Catchpole took out his pocket watch, then glanced in the direction of the potting shed.

‘Water’ll just about be on the boil. Tea’s in the pot. Reckon it might run to two. You’ll find an extra mug on the top shelf beside the bottle marked poison.’

Gracie entered the dark shed. It smelled of earth and bone meal and smoke from the crackling wood fire in the little iron grate. On the hob a kettle was just beginning to puff steam.

She searched the top shelf to find a blue enamelled mug, rinsed it in the rainwater butt outside the door, then shook it dry. She liked Mr Catchpole and the smell of his big shed; liked his garden with its high, red-brick walls with fruit trees growing up them and she liked the straight, weed-free paths and their little clipped hedges.

‘I’m glad I’m here,’ she smiled, handing him the bigger mug, settling herself beside him. ‘It’ll be better than working on a farm, shovelling manure.’

‘And what makes you think you won’t be shovelling manoor here?’ He jabbed the stem of his pipe in the general direction of a large, steaming heap in a distant corner of the garden. ‘That manoor came here this March and there it’ll stay till it’s good and black and rotted down and smells as sweet as a nut. And then, I shouldn’t be at all surprised, you’ll shovel it into a barrow and you’ll spread it down the potato rows and anywhere else I think fit for it to go. It’ll be the land girl’s job.’

‘Rule number four,’ she said gravely. ‘Manure.’

‘That’s it. And then, when we’ve used up that heap – next spring, that’ll be – us plants marrows there. Alus. Marrows is greedy feeders and they like growing where a manoor heap has wintered. Ground full of goodness, see. There’s a great call, these days, for marrows for stuffing.’

‘Stuffing,’ Gracie echoed, never having eaten a stuffed marrow and making a mental note never to eat one in future.

Catchpole supped appreciatively. The lass could mash tea and she had a happy face and could take a bit of teasing.

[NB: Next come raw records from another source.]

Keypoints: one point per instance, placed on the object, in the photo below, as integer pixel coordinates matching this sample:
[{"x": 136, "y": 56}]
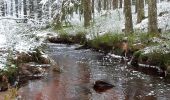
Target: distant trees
[
  {"x": 152, "y": 17},
  {"x": 128, "y": 17}
]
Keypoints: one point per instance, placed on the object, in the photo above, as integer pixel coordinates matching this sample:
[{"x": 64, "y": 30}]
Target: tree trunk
[
  {"x": 128, "y": 17},
  {"x": 140, "y": 10},
  {"x": 115, "y": 4},
  {"x": 120, "y": 3},
  {"x": 152, "y": 17},
  {"x": 87, "y": 12}
]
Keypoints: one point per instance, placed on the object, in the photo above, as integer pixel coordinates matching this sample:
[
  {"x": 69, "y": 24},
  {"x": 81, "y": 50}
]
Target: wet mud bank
[{"x": 25, "y": 66}]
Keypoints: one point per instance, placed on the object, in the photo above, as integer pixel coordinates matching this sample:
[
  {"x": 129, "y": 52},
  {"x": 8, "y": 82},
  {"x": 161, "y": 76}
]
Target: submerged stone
[{"x": 101, "y": 86}]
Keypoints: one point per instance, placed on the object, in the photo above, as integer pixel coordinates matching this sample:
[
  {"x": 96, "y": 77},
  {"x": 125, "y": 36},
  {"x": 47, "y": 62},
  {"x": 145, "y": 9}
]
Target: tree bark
[
  {"x": 128, "y": 17},
  {"x": 87, "y": 12},
  {"x": 152, "y": 17},
  {"x": 120, "y": 3},
  {"x": 115, "y": 4},
  {"x": 140, "y": 10}
]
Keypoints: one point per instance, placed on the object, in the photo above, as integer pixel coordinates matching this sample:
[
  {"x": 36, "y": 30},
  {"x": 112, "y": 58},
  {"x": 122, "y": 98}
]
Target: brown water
[{"x": 81, "y": 68}]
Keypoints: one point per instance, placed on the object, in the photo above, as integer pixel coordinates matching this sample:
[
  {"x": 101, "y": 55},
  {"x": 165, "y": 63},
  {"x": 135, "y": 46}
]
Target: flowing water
[{"x": 81, "y": 68}]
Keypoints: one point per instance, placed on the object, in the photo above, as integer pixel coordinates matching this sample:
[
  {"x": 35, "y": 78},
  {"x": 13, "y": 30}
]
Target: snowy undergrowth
[
  {"x": 113, "y": 21},
  {"x": 18, "y": 37}
]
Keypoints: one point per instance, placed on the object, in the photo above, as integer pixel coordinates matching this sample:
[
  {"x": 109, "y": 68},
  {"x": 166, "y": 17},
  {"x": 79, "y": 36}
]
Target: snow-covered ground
[
  {"x": 18, "y": 37},
  {"x": 113, "y": 21}
]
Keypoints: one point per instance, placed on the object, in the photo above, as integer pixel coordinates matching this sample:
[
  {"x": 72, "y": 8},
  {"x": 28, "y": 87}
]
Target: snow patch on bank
[{"x": 17, "y": 38}]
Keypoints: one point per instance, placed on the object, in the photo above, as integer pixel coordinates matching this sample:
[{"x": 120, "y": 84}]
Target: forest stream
[{"x": 81, "y": 68}]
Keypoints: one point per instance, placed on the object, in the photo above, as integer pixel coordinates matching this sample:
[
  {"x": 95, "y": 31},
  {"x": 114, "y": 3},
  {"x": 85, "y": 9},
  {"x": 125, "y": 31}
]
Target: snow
[
  {"x": 17, "y": 37},
  {"x": 113, "y": 21}
]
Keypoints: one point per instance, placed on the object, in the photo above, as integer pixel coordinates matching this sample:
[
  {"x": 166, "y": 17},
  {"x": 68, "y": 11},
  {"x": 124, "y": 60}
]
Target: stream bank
[
  {"x": 143, "y": 49},
  {"x": 81, "y": 68}
]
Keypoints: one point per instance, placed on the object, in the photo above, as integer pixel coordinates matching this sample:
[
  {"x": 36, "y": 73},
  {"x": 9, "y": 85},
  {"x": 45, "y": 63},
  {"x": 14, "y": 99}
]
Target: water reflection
[{"x": 82, "y": 68}]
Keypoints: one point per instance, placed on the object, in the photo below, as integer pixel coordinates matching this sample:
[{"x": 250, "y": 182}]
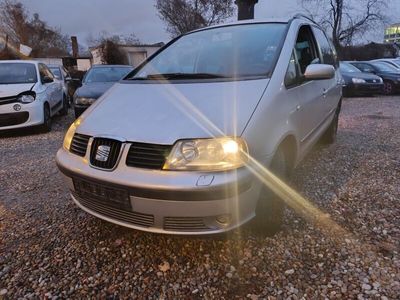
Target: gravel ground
[{"x": 51, "y": 249}]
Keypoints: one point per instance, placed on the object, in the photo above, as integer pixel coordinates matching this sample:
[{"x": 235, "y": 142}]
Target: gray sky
[{"x": 84, "y": 17}]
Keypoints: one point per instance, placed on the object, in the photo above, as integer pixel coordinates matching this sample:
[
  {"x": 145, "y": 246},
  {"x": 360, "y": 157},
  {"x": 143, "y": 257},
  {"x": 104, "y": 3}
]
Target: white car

He glanced at her outfit, taking in the khaki knee-stockings, the shirt and green tie; the short, smart jacket and the hat, tipped to the back of her bright yellow curls.

‘Hope you don’t intend coming to work all dressed up like that,’ he remarked, eager to find just one fault.

‘Bless you, luv, no! I’m wearing my walking-out togs just to make an impression. Tomorrow, I’ll be wearing my dungarees and a cool shirt – and my good thick boots!’

Catchpole nodded, mollified, drained his mug then placed it on the ground at his feet.

‘You got a young man, then?’

‘One or two, Mr Catchpole, but none of them serious. Well, it’s best not when there’s a war on. Don’t think I’d like having someone I cared about very much away at the war.’

‘Ar.’ The lass had sense. ‘Still, can’t sit here all morning nattering. Work to be done. Us’ve got to dig for victory, or so the Government tells us.’

Gaudy posters everywhere urged it. ‘Dig for Victory!’ they exhorted. Britain needed food, so lawns must be dug up and cabbages and potatoes planted instead. Those without gardens were offered allotments; flowerbeds in parks were planted with peas and beans and lettuces. Any grassy stretch came under the plough and this year, where children once played and dogs had been walked, wheat and oats and barley were already turning from green to gold, soon to be harvested.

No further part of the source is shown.